We attribute no significance to the fact that appellant's application was denied because he falsified his answers to questions concerning arrests rather than because of the arrests themselves. It is the use of the arrest information for a purpose unauthorized by law which renders the evidence incompetent. Whether it served as the direct basis of the denial or indirectly as proof of false answers warranting denial, consideration of the closed arrest records in connection with a watchman's license application violates the letter of the law and the policy underlying its enactment.
Schmalz, 713 S.W.2d at 26 (emphasis added). We are not persuaded by the respondent's argument that the rationale offered for Chapter 610 in Schmalz "fails when the person designed to be protected by the arrest records statutes is deceased." We do not believe the legislature intended that a person's arrest records, once closed, should become automatically accessible to the general public upon that person's death.
Based on the analysis of legislative intent in Curtis and Schmalz, we hold that §§ 610.100- 610.120 prevents American Family from deposing the Henry County sheriff about information drawn from Bradley's closed arrest records. To permit the sheriff to testify from his memory of those records prior to their closure or to use the records to refresh his recollection would be to sanction the use of Bradley's closed arrest records for civil litigation, a purpose that is not authorized by § 610.120.1. To allow American Family to question the sheriff about information drawn from Bradley's closed records would thwart the very purpose of the Arrest Records law. Any evidence obtained from Bradley's closed records in contravention of the Arrest Records law would not be competent. Schmalz, 713 S.W.2d at 26.
Respondent raises other arguments which we deal with summarily. First, respondent argues Bradley waived the protection of the Arrest Records law by completing the insurance policy application. Although the Schmalz court did not directly address the issue of waiver, we believe Bradley's insurance application is analogous to the appellant Martin's watchman license application. To adopt the respondent's position that an application — for an insurance policy or a watchman's license — creates a waiver, would, in effect, require an applicant to reopen his own closed files, thereby violating the "letter of the law and the policy underlying its enactment." See 713 S.W.2d at 26.
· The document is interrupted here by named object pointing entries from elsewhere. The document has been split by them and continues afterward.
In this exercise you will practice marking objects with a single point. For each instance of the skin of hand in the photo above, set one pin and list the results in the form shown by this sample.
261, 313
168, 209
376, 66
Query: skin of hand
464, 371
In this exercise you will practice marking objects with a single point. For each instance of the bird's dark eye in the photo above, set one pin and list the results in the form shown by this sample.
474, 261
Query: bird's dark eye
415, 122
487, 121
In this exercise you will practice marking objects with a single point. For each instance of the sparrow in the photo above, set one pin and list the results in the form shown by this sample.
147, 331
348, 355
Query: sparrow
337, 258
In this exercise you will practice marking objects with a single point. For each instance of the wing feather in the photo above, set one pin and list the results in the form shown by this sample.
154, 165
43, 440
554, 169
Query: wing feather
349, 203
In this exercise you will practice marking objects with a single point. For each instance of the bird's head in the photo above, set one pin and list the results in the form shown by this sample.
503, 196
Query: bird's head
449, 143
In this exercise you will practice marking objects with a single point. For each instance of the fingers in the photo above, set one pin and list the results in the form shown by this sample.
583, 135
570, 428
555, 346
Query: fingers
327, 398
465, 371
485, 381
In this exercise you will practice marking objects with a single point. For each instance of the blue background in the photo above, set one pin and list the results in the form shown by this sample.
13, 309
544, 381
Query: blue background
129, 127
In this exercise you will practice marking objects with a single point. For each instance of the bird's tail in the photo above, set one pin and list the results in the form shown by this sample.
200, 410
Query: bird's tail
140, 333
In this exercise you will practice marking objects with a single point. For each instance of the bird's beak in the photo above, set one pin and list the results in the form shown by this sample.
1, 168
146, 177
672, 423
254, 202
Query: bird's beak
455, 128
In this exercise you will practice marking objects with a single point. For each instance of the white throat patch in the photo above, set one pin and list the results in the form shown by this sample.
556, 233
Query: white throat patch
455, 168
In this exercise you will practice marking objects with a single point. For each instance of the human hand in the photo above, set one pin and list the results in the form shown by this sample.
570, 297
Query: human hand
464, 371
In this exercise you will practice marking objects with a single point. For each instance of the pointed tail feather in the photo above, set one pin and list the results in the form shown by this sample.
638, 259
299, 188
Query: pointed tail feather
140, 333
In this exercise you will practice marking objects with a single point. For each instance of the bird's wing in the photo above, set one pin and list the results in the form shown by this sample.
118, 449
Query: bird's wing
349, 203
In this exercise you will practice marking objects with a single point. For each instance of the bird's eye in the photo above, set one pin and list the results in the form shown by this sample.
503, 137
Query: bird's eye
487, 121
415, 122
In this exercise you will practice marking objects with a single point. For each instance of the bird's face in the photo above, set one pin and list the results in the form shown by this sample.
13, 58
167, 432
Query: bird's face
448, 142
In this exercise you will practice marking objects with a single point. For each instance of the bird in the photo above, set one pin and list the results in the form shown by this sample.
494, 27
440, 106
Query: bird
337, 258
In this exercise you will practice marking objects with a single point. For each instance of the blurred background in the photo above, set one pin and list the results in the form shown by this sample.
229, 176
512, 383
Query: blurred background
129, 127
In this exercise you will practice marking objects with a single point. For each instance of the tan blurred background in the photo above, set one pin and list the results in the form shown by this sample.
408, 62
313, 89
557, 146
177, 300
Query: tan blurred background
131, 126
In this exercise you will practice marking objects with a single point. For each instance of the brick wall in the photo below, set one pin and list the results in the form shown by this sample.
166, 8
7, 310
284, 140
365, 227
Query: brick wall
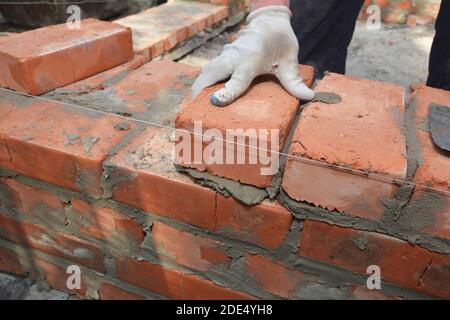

Second, respondent argues Bradley's estate and relator Thurman "waived any purported privilege of Chapter 610 V.A.M.S. in their answers to the petition for declaratory judgment by denying Howard M. Bradley made a material misrepresentation, and by failure to raise the Chapter 610 `privilege' as an affirmative defense." We are not persuaded by this argument. In Curtis, the supreme court held that a person who filed a libel suit thereby putting in issue his character and reputation did not waive his rights under § 195.290. 580 S.W.2d at 757-58. The reasoning in Curtis is applicable to the case before us. Moreover, the protection afforded by Chapter 610 deals with the competency of evidence, Schmalz, 713 S.W.2d at 26; it is not an affirmative defense that must be pleaded in order to comply with Rule 55.08.
We do not hold that the Henry County sheriff could not be deposed about his personal knowledge of Bradley's arrests, independent of the closed records. The Arrest Records law does not create a privilege in the sheriff not to testify. See Curtis, 580 S.W.2d at 758. We do not believe that the legislature intended that the terms "official records of the arrest" and "official records pertaining to the case" in §§ 610.100 and 610.105 should be construed so broadly as to encompass the personal and independent observation of the Henry County sheriff. Thus, for example, had the sheriff been on the scene of an arrest of Bradley, his testimony, based on his personal knowledge and independent recollection of the actual event, without review of or resort to "closed records" to refresh his recollection or recall the event, would not be incompetent. See Hampton v. Manson, 5 Conn. App. 343, 497 A.2d 1044, 1046 (1985). Although the records of Bradley's arrests are closed by statute, the statute does not close the memories of persons who have personal knowledge of his arrests. See State v. Morowitz, 200 Conn. 440, 512 A.2d 175, 182 (1986).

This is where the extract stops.